In men, blood flow deteriorates, which can cause erection problems and a decrease in the number and quality of sperm.

Hands and nails

The hands perform sensory, grasping and other functions.

Thanks to blood circulation, the hands have body temperature, and the nails have an even light tone.

Smoking constricts blood vessels, blood circulation in the fingers decreases, and the temperature of the fingers decreases. Tar and nicotine stain the fingertips and nails yellow.

Therefore, long-term smokers have cold hands, dark yellow fingers and nails, susceptible to fungal diseases.


The human body is made up of muscle tissue and different types of muscles. The main task of the muscles and ligaments is to ensure human motor activity. Oxygen and nutrients are essential for the growth and development of lean body mass.

In smokers, due to vasoconstriction, the transport of oxygen and nutrients to the muscles is impaired.

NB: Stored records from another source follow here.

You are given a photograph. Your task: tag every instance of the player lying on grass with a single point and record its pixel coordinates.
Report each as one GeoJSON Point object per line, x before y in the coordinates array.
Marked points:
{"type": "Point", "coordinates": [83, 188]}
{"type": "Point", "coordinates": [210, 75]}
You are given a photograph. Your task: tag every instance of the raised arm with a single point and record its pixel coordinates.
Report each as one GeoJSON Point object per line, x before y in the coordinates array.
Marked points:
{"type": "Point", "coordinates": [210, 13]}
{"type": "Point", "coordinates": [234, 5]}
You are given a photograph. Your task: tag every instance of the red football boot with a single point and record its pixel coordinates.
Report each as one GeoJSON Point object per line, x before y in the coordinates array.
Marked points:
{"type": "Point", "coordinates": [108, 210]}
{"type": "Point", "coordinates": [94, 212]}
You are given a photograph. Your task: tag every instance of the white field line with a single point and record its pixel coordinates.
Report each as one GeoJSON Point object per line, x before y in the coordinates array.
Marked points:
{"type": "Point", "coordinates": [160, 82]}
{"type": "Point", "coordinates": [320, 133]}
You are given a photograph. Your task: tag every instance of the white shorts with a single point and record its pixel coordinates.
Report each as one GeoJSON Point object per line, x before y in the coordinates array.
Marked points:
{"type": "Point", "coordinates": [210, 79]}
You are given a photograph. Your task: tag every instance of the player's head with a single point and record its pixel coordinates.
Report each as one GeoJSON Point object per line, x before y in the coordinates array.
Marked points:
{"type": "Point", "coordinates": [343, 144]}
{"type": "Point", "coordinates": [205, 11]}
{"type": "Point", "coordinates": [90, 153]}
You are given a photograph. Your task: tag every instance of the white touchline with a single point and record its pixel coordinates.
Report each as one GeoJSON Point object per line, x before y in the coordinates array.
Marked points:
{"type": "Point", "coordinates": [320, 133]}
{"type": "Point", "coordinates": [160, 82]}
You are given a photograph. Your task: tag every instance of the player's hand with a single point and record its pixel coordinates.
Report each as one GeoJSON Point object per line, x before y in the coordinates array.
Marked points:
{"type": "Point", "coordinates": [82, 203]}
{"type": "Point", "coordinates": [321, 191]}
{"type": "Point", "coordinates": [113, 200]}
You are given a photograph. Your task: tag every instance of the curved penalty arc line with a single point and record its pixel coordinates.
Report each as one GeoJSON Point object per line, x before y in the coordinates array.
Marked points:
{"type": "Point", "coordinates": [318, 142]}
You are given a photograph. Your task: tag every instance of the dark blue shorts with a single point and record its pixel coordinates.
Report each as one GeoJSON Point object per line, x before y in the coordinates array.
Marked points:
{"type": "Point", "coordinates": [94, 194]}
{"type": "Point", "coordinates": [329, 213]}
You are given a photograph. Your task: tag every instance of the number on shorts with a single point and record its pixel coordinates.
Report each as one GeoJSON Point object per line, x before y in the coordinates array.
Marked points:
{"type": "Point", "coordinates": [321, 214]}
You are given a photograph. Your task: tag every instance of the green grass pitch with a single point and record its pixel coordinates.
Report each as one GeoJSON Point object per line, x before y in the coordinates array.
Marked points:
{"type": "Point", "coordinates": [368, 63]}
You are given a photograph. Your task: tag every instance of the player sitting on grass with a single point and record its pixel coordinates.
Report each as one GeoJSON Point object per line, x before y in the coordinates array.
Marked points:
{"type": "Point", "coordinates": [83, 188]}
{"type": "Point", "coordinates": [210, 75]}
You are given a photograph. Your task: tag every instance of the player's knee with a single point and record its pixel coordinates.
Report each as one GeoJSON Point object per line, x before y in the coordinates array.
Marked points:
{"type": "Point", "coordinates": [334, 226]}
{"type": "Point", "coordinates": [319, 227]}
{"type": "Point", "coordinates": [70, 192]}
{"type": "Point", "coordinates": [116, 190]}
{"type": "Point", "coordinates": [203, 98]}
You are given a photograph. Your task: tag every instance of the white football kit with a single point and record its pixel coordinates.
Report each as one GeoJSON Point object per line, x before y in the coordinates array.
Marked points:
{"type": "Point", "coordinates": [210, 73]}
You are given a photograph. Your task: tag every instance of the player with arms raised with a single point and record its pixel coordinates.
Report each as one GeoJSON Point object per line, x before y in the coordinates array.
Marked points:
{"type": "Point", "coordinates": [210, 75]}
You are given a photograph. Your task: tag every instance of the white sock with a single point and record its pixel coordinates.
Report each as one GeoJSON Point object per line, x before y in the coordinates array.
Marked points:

As a result, a person becomes physically less resilient, and muscle injuries take much longer.

Blood vessels

Through the blood vessels, blood enters the various parts of the body. Blood carries oxygen and nutrients and helps to remove waste products from the body. The longer the blood vessels remain elastic, healthy and functional, the lower the risk of blood clots and other serious diseases.

The walls of a smoker’s arteries lose elasticity, become damaged and accumulate cholesterol.Blood clots more easily, which causes blood clots to form.

All the described facts of the harmful effects of cigarette smoke on the body should make you think about the consequences of smoking and make an attempt to give up this bad habit for at least 1 day.